ZsL: This aspect of translocality might be different in a place like London where many other localities are represented, and it is often approached as a melting pot of many different global circuits. How do you intend to relocate you practice to London in this sense? What localities do you intend to work with?
RF: There are a lot of art projects that focus on local specificities in London, e.g. ones about gardening, local communities, grounded in a local site and the ecology of locality, like The Showroom’s program.
MF: Regional art histories, contemporary art, and the environmental aspect will definitely be important. At the beginning Translocal was an online platform, a dematerialized institution, and had just a short materialized phase, and now we’re in another phase of transition.
RF: We do not intend to go back to being an online platform. There’s a very fluid situation in Britain, it’s still a question what shape the country will take, and with all the debates and discussions on it, it’s potentially a truly interesting environment to work in.
MF: There’s a huge constituency of people: artists, cultural institutions, museums, and galleries, art fairs, in London representing East European art. And of course, there is a large diaspora of artists from the region working in the UK.

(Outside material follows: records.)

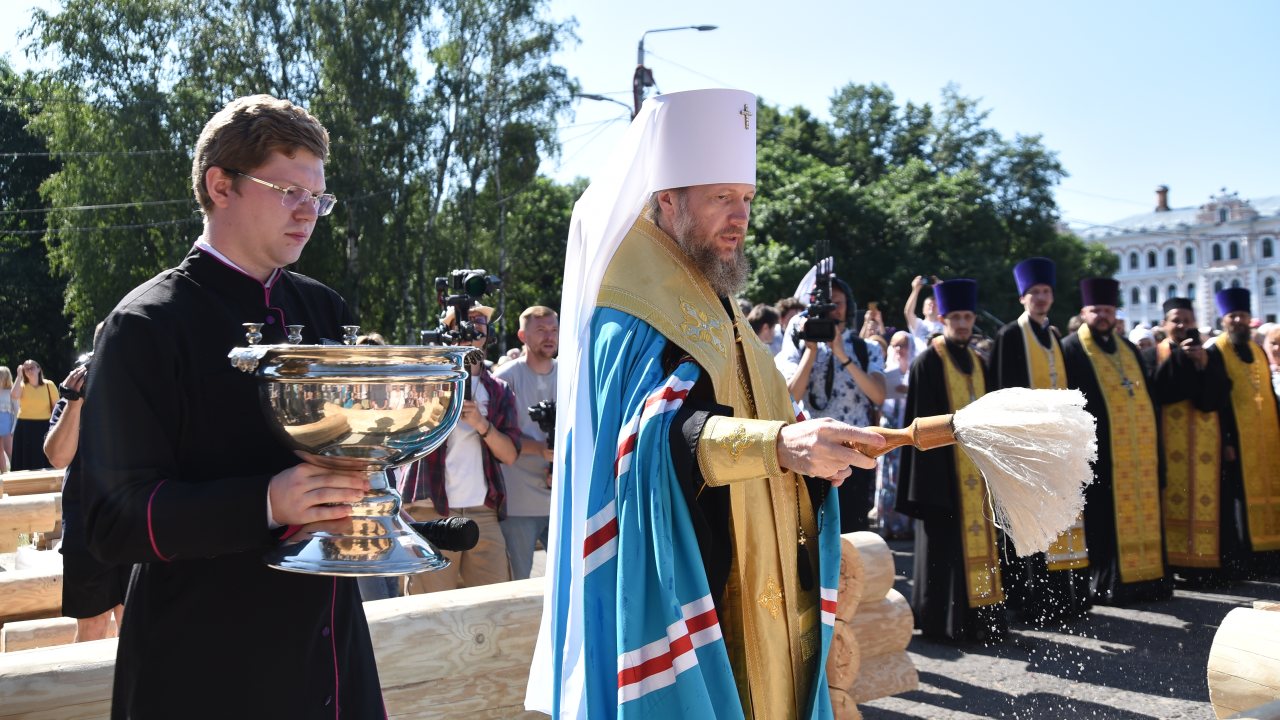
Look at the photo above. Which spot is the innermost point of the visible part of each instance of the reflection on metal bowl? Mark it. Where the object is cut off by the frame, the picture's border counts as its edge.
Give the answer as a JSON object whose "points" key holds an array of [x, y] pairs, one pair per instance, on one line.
{"points": [[359, 408]]}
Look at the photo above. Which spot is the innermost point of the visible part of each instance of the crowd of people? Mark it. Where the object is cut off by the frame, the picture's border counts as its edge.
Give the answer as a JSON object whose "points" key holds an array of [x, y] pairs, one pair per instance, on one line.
{"points": [[708, 445]]}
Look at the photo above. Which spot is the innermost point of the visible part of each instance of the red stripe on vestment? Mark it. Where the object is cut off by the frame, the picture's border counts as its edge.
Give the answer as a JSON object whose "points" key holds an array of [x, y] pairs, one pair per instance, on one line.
{"points": [[600, 537]]}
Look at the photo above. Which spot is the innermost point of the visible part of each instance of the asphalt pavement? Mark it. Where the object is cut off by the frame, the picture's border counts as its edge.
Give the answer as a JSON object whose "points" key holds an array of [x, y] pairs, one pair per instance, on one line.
{"points": [[1116, 664]]}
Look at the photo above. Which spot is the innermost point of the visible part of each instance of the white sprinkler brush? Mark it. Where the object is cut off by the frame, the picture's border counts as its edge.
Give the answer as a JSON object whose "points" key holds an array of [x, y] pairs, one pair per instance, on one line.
{"points": [[1034, 447]]}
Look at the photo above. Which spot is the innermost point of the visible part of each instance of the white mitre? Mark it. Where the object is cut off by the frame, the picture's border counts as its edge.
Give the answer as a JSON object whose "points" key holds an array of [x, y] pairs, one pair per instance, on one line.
{"points": [[677, 140]]}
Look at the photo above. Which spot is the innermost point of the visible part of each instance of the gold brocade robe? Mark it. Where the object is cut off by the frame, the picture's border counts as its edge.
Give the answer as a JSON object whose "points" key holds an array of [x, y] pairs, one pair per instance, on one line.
{"points": [[771, 627]]}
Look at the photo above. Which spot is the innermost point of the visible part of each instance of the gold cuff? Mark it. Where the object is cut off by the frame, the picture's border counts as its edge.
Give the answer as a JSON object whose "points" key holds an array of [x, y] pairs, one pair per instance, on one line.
{"points": [[732, 450]]}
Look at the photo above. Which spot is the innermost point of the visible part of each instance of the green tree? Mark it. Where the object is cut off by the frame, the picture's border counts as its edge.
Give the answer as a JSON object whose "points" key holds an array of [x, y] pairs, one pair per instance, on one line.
{"points": [[32, 299], [430, 106]]}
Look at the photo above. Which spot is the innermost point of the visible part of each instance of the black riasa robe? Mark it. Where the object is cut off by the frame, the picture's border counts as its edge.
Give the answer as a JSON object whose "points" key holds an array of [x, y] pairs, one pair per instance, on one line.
{"points": [[929, 492], [1100, 523], [1178, 379], [176, 456], [1032, 589]]}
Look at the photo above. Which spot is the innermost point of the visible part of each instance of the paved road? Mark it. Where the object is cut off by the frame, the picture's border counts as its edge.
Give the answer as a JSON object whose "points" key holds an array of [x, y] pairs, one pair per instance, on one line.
{"points": [[1116, 664]]}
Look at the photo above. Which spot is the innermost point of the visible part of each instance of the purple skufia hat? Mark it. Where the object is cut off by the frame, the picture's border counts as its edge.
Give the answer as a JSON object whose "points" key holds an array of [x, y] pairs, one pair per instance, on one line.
{"points": [[1100, 291], [1233, 300], [1033, 272], [956, 295]]}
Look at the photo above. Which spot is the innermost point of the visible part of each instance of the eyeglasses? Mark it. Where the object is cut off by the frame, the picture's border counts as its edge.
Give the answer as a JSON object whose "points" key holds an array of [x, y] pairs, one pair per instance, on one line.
{"points": [[296, 195]]}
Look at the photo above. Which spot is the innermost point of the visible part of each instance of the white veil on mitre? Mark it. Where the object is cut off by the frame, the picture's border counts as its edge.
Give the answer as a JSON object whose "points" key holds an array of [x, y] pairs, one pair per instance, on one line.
{"points": [[677, 140]]}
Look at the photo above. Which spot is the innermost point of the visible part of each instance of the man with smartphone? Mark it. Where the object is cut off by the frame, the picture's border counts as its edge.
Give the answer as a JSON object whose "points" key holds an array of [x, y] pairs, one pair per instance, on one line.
{"points": [[1202, 499]]}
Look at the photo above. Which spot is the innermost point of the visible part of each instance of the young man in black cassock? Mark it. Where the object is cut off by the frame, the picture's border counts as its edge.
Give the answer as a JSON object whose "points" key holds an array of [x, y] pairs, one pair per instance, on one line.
{"points": [[182, 474], [1203, 502], [1121, 506], [956, 592], [1046, 587]]}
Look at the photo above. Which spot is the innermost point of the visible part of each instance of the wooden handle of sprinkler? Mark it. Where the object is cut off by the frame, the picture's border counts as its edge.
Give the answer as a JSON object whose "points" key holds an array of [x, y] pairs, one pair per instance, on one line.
{"points": [[923, 433]]}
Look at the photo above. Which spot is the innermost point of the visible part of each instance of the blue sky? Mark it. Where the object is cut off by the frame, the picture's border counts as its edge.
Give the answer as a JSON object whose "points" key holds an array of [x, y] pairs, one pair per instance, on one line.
{"points": [[1130, 94]]}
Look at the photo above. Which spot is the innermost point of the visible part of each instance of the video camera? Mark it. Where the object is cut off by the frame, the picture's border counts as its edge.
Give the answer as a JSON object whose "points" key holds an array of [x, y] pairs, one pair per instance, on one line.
{"points": [[819, 326], [544, 414], [82, 361], [460, 291]]}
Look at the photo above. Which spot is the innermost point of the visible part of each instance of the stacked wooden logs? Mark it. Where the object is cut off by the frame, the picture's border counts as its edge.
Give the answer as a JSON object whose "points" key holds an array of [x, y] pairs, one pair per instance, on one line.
{"points": [[873, 627], [1244, 664]]}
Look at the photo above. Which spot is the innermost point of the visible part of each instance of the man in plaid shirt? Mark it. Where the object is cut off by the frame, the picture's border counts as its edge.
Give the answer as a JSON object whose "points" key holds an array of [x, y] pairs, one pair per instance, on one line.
{"points": [[464, 477]]}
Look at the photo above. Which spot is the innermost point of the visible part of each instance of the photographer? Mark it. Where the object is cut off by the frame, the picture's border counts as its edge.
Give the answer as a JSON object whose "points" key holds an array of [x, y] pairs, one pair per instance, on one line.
{"points": [[92, 591], [464, 477], [842, 379], [533, 378]]}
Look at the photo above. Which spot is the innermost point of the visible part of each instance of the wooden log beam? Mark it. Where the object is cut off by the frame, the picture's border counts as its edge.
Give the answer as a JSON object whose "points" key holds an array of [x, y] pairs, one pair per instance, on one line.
{"points": [[842, 706], [1244, 661], [28, 514], [888, 674], [31, 593], [31, 482], [849, 592], [845, 657], [877, 564], [451, 655], [28, 634], [883, 627], [68, 682]]}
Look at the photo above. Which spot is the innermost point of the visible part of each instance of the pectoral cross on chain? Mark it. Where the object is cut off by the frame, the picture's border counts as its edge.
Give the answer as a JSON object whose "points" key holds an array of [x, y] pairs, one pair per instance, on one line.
{"points": [[1128, 384]]}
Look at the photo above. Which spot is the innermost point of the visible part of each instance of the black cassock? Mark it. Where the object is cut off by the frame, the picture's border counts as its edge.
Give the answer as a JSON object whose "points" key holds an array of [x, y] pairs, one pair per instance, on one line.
{"points": [[929, 492], [1257, 563], [1210, 391], [1100, 523], [176, 456], [1032, 589]]}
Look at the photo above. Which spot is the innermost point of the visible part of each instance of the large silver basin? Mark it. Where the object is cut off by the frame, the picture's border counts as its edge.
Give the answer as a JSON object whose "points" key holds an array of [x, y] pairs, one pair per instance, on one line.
{"points": [[360, 408]]}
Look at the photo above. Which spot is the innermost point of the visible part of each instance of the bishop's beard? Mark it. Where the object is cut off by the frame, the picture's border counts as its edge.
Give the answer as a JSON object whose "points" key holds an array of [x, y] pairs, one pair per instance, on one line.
{"points": [[726, 277]]}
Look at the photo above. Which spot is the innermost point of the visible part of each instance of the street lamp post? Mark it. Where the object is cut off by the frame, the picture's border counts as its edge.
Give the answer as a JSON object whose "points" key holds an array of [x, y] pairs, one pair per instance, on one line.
{"points": [[643, 77], [602, 99]]}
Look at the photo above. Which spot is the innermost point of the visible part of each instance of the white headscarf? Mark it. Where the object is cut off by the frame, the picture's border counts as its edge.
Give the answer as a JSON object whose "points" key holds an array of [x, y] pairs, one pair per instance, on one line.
{"points": [[677, 140]]}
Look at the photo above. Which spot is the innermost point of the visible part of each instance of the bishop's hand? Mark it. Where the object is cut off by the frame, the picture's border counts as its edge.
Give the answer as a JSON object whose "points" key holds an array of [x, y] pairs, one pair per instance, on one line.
{"points": [[823, 449]]}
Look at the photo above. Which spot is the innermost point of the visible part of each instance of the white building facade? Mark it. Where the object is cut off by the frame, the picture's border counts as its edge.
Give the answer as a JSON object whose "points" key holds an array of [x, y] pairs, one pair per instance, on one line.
{"points": [[1194, 253]]}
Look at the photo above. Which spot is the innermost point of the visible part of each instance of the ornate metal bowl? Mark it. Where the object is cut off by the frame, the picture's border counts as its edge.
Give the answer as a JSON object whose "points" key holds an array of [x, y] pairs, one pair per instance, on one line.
{"points": [[359, 408]]}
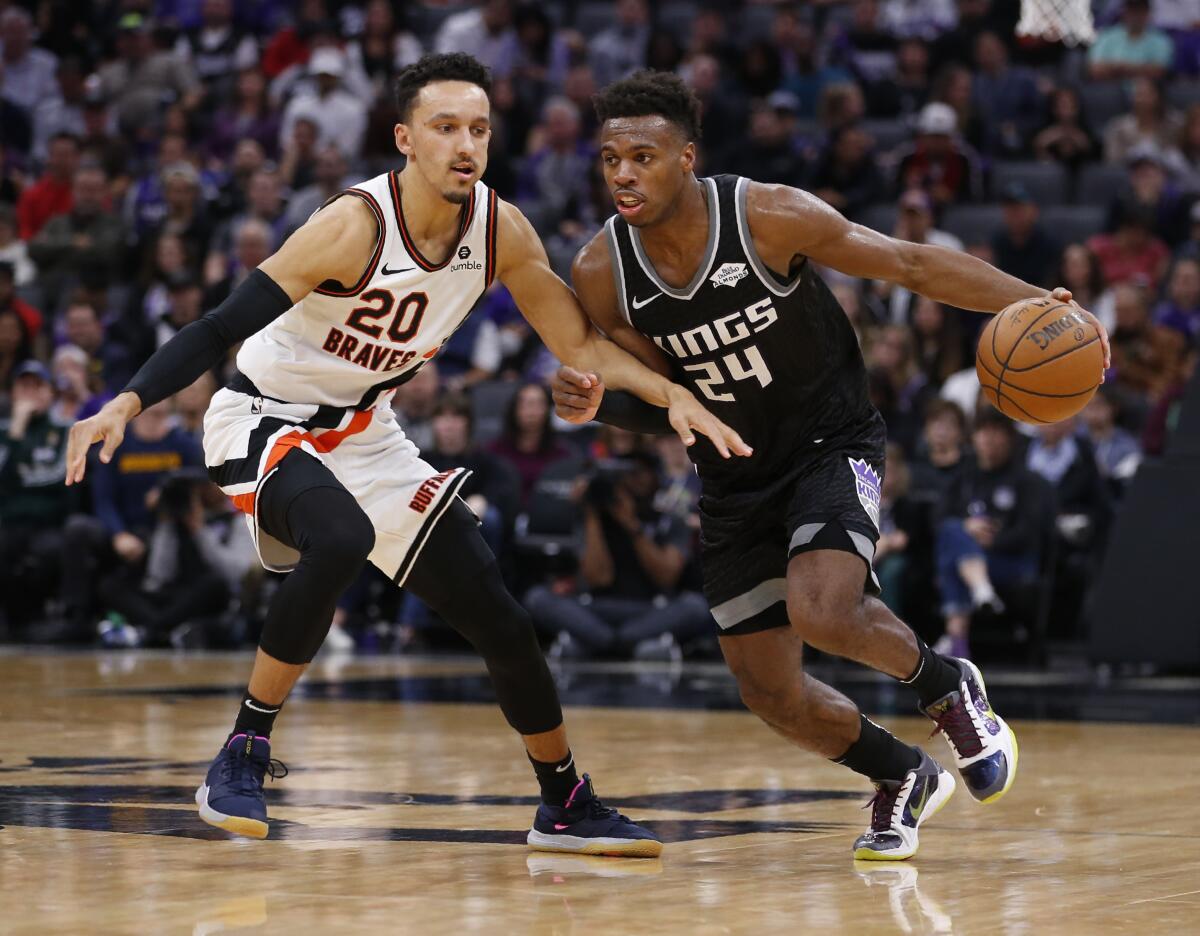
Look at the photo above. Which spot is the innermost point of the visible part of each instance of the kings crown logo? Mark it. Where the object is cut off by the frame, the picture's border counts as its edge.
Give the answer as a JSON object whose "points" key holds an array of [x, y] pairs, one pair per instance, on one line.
{"points": [[867, 483], [729, 274]]}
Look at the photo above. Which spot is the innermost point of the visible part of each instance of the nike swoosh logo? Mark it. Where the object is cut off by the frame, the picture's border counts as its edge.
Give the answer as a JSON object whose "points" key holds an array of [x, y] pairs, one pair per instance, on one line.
{"points": [[267, 711]]}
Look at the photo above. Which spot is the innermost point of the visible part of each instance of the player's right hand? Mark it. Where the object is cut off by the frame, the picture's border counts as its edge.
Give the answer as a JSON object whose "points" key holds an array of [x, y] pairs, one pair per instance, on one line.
{"points": [[107, 426], [577, 395]]}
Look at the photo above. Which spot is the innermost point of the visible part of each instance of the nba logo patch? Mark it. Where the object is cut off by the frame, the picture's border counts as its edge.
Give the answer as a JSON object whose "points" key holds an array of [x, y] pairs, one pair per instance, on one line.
{"points": [[729, 274], [867, 486]]}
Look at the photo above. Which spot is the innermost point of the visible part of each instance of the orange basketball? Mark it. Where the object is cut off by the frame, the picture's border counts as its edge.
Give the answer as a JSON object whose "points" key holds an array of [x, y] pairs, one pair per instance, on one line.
{"points": [[1041, 360]]}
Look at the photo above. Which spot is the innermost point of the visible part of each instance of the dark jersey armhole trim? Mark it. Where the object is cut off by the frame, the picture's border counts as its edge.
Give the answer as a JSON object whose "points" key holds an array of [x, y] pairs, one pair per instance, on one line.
{"points": [[766, 275], [334, 288], [493, 222], [618, 268]]}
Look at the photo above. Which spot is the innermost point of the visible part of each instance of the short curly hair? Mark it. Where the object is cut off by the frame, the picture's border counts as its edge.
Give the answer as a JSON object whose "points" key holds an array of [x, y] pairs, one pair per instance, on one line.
{"points": [[456, 66], [652, 94]]}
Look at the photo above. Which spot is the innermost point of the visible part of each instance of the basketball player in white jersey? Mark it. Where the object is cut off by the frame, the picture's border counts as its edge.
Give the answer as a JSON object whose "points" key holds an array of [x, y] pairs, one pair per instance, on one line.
{"points": [[306, 444]]}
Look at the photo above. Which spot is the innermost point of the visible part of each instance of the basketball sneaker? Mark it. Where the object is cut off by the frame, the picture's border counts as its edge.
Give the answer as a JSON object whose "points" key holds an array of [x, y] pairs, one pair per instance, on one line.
{"points": [[585, 826], [899, 808], [984, 747], [232, 793]]}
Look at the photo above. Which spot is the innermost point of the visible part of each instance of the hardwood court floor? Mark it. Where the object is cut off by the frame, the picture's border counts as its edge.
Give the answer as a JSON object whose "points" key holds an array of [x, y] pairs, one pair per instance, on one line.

ZsL: You propose in your book The Green Bloc some substantial and specific correspondence between ecological concern and East European art. In the ‘50s-‘60s anti-consumerism was mostly an official policy whereas in the ‘70s-‘80s, partly as a response to economic reforms creating more market-based socialisms in the region, it connects to dissident movements.
MF: I researched how artists responded to international ecological movements after 1968, but in East European art, it has a longer history and it has continued till today, with activist or just personally committed positions.
RF: It also connects to the economic effects of transition, when factories were closing down and when levels of pollution were set, how artists reacted was a bit different in Eastern Europe than elsewhere.
ZsL: So being based in London, you keep on “believing in” Eastern Europe.
M&RF: I think it’s really necessary to keep the region as such as there are many similarities, shared experiences that defined the region before and after communism. There is still a lot of potential to think this way. The practice of Piotr Piotrowski can be a model, the way he looked to the specificities of each East European art scene, and made comparative art history of and from the region. It was very empowering to see that it’s possible and necessary. The generations following him have the responsibility to continue this. After him anyone focusing on only one national narrative cannot think that they can get the full story, without studying how it correlates with other practices under similar circumstances.
 Maja and Reuben Fowkes, “Identity Crisis,” Art Monthly, no 365 (2013): 11-13.
 Goran Djordjević, “Letter to de Appel” in Works and Words, de Appel, Amsterdam, 1979, p 98.
 Piotr Piotrowski, In the Shadow of Yalta, p 72.
 E.g. Spivak, G. Ch. 2000. “The Politics of Translation”, in Lawrence Venuti (ed.), The Translation Studies Reader. London. New York: Routledge.